Question

Find the limit of ${x^{\sin \left( x \right)}}$ as $x$ approaches 0.

Answer 1

We know that we say the limit of $f\left( x \right)$ is $L$ as $x$ approaches $a$, i.e. $\mathop {\lim }\limits_{x \to a} f\left( x \right) = L$
Also we have to make $f\left( x \right)$ as close to $L$ and $x$ as close to $a$ from both the sides and not letting it be $a$. So by using the above statement and expression we can solve the given question.

Complete step by step solution:
Given
${x^{\sin \left( x \right)}}............................\left( i \right)$

Now on comparing the question and the statement of limit we can say that$a = 0\,\,{\text{and}}\,\,{\text{f}}\left( x \right) = {x^{\sin x}}$. Since here ${\text{f}}\left( x \right) = {x^{\sin x}}$ it’s difficult to find its limit directly so it’s better to use some logarithmic functions since in some logarithmic functions the power can be extracted and used as a multiplier.

So converting our given ${\text{f}}\left( x \right) = {x^{\sin x}}$ to a form where we can directly find its limit.

Let:
$L = \mathop {\lim }\limits_{x \to 0} {x^{\sin x}}........................(ii)$

Now let’s take $\ln$ on both sides since we can use the power as a multiplier by the power rule.
$\Rightarrow \ln L = \ln \mathop {\lim }\limits_{x \to 0} {x^{\sin x}} \\\ \Rightarrow \ln L = \mathop {\lim }\limits_{x \to 0} \ln {x^{\sin x}} \\\$
Now by using the power rule we can write:
$\Rightarrow \ln L = \mathop {\lim }\limits_{x \to 0} \sin x\ln x \\\ \Rightarrow \ln L = \mathop {\lim }\limits_{x \to 0} \dfrac{{\ln x}}{{\left( {\dfrac{1}{{\sin x}}} \right)}} \\\ \Rightarrow \ln L = \mathop {\lim }\limits_{x \to 0} \dfrac{{\ln x}}{{{\text{cosec}}x}}....................\left( {iii} \right) \\\$
Now if we apply the limit zero to both numerator and denominator we see that we get $\dfrac{\infty }{\infty }$ which is indeterminate.

So in such cases we have to apply L’Hospital’s Rule.

It simply states that whenever we get an indeterminate form we have to find the derivative of both numerator and denominator of the fraction and apply the limit.

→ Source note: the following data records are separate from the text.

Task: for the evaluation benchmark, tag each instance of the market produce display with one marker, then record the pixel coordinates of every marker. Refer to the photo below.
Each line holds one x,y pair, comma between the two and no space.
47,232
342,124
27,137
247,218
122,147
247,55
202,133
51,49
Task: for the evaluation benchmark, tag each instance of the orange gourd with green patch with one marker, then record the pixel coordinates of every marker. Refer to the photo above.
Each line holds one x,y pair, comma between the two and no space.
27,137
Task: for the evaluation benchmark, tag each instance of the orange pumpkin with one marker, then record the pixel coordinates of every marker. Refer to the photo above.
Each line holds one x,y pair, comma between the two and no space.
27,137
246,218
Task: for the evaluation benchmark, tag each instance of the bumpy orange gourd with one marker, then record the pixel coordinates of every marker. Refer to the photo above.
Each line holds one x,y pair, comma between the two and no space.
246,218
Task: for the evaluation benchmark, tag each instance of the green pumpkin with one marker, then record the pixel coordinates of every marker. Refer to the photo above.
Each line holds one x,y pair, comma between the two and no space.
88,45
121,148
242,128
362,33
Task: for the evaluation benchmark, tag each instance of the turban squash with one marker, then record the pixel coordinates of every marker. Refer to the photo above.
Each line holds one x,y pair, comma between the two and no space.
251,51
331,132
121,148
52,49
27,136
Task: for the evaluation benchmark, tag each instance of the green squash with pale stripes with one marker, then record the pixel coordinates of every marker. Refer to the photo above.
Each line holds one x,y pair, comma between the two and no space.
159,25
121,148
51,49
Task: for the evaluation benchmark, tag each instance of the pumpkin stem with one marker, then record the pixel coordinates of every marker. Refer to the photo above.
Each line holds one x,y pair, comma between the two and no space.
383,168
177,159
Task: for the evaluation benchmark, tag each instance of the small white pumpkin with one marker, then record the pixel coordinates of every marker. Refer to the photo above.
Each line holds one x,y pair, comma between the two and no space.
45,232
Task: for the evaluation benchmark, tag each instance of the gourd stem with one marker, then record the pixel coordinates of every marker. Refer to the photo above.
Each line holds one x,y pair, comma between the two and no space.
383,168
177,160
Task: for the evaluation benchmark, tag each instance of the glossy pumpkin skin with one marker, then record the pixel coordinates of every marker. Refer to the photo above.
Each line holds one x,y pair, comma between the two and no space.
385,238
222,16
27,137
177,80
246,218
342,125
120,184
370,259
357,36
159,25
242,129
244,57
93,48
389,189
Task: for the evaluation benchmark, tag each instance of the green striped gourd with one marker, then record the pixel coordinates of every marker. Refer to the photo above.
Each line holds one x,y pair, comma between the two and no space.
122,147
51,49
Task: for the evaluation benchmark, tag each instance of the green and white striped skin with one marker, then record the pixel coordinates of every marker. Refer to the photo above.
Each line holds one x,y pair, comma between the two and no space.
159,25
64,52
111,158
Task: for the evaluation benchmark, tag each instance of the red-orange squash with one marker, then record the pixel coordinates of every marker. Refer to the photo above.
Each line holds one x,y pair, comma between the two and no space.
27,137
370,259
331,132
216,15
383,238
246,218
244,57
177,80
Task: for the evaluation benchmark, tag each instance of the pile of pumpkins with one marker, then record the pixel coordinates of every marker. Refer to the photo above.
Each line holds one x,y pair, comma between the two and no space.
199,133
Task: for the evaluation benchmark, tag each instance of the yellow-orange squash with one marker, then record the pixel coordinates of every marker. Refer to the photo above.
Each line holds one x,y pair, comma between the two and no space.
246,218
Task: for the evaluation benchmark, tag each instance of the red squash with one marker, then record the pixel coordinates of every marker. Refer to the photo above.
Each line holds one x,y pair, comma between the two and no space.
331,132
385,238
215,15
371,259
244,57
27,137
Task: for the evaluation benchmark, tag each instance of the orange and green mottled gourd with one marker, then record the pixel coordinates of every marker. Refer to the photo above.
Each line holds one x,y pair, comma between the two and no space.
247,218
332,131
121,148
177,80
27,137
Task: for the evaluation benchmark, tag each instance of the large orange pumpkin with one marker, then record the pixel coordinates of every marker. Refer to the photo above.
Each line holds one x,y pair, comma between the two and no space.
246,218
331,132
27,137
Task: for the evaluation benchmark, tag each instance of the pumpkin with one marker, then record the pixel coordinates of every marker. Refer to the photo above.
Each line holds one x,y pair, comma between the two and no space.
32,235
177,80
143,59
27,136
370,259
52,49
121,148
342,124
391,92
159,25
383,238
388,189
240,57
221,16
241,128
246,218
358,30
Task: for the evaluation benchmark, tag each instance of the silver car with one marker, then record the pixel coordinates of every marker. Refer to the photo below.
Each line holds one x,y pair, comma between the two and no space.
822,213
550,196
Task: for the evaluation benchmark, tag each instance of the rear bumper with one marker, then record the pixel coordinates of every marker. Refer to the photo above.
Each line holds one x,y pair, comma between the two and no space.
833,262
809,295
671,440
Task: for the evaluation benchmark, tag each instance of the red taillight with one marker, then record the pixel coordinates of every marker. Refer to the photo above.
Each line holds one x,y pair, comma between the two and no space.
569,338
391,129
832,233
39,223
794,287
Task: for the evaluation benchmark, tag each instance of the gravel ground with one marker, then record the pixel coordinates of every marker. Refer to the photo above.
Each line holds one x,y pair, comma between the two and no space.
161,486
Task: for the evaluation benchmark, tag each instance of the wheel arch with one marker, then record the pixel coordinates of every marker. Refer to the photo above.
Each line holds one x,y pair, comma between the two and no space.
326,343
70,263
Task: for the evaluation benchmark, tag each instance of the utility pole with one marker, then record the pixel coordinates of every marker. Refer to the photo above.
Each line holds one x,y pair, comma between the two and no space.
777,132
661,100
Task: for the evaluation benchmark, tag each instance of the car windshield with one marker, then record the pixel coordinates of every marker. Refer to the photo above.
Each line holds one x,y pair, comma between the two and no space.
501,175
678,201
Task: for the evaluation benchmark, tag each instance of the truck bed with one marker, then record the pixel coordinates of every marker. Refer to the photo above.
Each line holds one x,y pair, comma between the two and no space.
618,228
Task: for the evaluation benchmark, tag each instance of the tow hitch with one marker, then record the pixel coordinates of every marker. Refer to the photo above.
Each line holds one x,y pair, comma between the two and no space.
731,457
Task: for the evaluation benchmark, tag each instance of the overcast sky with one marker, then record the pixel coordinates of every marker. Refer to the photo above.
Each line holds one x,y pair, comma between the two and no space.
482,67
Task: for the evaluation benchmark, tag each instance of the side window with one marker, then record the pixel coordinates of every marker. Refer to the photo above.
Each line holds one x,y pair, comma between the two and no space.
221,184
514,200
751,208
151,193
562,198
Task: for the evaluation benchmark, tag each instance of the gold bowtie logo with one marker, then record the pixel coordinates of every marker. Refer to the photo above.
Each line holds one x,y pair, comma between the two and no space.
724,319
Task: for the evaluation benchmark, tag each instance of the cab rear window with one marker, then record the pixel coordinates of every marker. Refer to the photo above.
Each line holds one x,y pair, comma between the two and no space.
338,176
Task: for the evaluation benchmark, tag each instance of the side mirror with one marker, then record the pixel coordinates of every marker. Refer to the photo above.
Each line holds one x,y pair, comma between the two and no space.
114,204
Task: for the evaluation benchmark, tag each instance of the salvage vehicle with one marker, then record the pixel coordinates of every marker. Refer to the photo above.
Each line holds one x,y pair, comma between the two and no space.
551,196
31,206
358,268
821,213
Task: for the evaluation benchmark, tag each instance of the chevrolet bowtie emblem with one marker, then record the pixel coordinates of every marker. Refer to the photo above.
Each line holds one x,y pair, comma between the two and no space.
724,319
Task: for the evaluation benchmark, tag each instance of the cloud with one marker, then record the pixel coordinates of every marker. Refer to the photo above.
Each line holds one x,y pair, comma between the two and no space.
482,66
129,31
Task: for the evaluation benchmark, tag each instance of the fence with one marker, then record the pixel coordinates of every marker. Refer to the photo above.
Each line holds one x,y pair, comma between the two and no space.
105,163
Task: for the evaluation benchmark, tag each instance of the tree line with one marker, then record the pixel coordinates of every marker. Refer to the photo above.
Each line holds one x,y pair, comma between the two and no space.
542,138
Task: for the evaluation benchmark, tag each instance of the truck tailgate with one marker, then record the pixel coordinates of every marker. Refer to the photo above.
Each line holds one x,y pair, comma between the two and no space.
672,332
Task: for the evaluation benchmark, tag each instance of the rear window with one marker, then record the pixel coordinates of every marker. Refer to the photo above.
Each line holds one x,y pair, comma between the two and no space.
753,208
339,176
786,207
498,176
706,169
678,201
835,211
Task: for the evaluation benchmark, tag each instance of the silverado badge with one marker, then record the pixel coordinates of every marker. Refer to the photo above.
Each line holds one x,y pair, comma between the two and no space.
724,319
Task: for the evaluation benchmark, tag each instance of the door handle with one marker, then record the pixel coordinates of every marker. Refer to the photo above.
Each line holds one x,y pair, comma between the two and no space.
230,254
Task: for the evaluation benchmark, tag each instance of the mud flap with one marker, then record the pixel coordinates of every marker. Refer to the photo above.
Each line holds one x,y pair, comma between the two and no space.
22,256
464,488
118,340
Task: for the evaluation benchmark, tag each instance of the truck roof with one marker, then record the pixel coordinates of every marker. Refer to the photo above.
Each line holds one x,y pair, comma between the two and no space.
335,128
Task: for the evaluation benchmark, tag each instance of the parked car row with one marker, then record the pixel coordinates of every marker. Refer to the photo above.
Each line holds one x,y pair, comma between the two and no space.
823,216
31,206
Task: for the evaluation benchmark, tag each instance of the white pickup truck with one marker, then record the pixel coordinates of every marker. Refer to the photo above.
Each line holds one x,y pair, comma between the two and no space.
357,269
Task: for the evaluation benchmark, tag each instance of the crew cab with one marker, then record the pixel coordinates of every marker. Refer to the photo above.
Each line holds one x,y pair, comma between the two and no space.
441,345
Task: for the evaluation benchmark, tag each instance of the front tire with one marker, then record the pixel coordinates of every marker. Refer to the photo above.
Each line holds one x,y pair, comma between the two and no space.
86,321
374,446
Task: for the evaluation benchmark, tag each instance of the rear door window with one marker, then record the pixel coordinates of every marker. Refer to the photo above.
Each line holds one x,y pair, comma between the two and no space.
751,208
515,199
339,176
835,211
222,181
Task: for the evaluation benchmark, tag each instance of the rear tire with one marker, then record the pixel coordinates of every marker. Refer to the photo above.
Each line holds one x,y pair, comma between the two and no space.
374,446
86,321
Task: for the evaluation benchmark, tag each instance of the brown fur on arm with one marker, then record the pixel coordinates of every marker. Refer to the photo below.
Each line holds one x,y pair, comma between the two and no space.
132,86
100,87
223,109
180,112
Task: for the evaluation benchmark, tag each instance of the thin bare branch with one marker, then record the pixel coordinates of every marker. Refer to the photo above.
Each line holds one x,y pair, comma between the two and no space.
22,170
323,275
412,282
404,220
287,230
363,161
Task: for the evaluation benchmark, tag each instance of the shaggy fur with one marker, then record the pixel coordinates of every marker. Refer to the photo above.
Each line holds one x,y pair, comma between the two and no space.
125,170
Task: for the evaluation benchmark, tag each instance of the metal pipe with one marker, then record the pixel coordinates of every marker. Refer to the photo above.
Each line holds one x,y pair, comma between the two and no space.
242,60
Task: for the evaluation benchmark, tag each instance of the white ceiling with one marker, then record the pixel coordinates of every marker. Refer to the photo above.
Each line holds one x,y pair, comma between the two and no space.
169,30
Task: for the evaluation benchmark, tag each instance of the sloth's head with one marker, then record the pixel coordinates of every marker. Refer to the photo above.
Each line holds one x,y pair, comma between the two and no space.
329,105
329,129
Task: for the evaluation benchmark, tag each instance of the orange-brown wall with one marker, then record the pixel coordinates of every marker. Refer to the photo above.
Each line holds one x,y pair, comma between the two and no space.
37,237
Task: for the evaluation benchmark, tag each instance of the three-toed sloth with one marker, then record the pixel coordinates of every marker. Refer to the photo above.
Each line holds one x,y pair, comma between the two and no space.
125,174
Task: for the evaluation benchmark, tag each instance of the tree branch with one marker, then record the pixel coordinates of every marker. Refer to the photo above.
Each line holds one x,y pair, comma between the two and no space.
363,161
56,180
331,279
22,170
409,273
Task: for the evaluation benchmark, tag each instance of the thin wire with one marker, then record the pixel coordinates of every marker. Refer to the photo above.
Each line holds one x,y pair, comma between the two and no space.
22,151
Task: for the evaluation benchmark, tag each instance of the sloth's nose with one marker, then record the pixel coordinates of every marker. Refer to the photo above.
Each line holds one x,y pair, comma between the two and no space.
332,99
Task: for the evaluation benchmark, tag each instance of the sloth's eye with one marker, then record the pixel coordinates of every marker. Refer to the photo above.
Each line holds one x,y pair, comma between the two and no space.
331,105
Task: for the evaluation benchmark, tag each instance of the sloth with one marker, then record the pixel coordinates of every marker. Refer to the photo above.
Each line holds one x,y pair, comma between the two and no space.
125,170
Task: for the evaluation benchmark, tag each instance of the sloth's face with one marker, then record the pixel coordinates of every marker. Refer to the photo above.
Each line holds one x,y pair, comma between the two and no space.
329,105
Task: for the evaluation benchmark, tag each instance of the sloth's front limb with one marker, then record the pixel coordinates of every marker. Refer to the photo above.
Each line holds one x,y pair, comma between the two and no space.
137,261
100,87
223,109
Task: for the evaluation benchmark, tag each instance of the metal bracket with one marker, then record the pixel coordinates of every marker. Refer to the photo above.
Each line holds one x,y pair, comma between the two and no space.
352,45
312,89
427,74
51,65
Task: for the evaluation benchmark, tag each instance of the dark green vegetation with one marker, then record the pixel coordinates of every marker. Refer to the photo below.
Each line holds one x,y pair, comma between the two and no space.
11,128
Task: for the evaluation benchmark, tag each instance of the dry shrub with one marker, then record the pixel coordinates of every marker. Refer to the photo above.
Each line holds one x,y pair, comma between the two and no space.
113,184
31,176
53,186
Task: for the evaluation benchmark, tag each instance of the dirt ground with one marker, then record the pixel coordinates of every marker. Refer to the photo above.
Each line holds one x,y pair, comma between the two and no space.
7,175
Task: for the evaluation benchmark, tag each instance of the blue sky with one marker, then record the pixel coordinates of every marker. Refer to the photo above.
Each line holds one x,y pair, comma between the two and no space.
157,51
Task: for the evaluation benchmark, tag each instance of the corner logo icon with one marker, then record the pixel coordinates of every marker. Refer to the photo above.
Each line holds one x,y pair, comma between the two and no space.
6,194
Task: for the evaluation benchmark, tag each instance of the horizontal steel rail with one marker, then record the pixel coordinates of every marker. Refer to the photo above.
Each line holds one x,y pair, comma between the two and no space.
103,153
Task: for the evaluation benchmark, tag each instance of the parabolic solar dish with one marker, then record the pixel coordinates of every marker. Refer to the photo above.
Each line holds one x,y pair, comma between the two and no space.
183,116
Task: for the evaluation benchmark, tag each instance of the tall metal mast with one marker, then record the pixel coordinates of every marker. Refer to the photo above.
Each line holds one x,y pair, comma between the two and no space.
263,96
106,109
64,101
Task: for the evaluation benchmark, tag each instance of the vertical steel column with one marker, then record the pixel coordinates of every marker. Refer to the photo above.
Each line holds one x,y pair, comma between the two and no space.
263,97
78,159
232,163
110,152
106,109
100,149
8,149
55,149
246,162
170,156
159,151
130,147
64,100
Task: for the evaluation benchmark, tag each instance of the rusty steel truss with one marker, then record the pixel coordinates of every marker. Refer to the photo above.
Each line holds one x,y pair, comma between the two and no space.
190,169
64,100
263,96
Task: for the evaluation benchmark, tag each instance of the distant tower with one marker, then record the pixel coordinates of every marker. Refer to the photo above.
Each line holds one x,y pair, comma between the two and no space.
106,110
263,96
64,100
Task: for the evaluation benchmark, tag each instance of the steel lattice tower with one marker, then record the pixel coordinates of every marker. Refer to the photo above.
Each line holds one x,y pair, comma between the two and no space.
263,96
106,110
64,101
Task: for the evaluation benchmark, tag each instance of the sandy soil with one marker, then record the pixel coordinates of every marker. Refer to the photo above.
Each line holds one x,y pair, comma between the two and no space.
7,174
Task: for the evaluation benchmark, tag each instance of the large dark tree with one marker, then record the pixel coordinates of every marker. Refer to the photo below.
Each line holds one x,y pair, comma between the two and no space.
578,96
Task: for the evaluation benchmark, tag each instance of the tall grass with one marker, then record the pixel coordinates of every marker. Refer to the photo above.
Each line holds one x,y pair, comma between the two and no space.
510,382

So applying L’Hospital’s Rule in (iii), we get:
$\Rightarrow \mathop {\lim }\limits_{x \to 0} \dfrac{{\ln x}}{{{\text{cosec}}x}} = \mathop {\lim }\limits_{x \to 0} \dfrac{{\left( {\dfrac{1}{x}} \right)}}{{ - \cos {\text{ec}}x\cot x}} \\\ \,\,\,\,\,\,\,\,\,\,\,\,\,\,\,\,\,\,\,\,\,\,\,\,\,\,\,\,\,\,\, = \mathop { - \lim }\limits_{x \to 0} \dfrac{{\sin x\tan x}}{x}...............\left( {iv} \right) \\\$
Again if we apply the limit zero to both numerator and denominator we see that we get $\dfrac{\infty }{\infty }$which is indeterminate.

So again applying L’Hospital’s Rule in (iv), we get:
$\Rightarrow \mathop { - \lim }\limits_{x \to 0} \dfrac{{\sin x\tan x}}{x} = - \mathop {\lim }\limits_{x \to 0} \dfrac{{\cos x\tan x + \sin x{{\sec }^{2x}}}}{1} \\\ \Rightarrow \mathop { - \lim }\limits_{x \to 0} \dfrac{{\sin x\tan x}}{x} = - 0..........................\left( v \right) \\\ \\\$
Now we can write from (iii):
$\Rightarrow \ln L = - 0 \\\ \Rightarrow L = {e^{ - 0}} = 1..........................\left( {vi} \right) \\\$
Therefore$\mathop {\lim }\limits_{x \to 0} {x^{\sin x}} = 1$.

Note: We know that:

$$\dfrac{{d\sin x\tan x}}{{dx}} = \sin x + \tan x\sec x \\\ \,\,\,\,\,\,\,\,\,\,\,\,\,\,\,\,\,\,\,\,\,\,\,\,\,\,\, = {\sec ^2}x\sin x + \tan x\sec x \\\$$

The above given approach for finding limits for similar problems is preferred due to its easier steps and processes.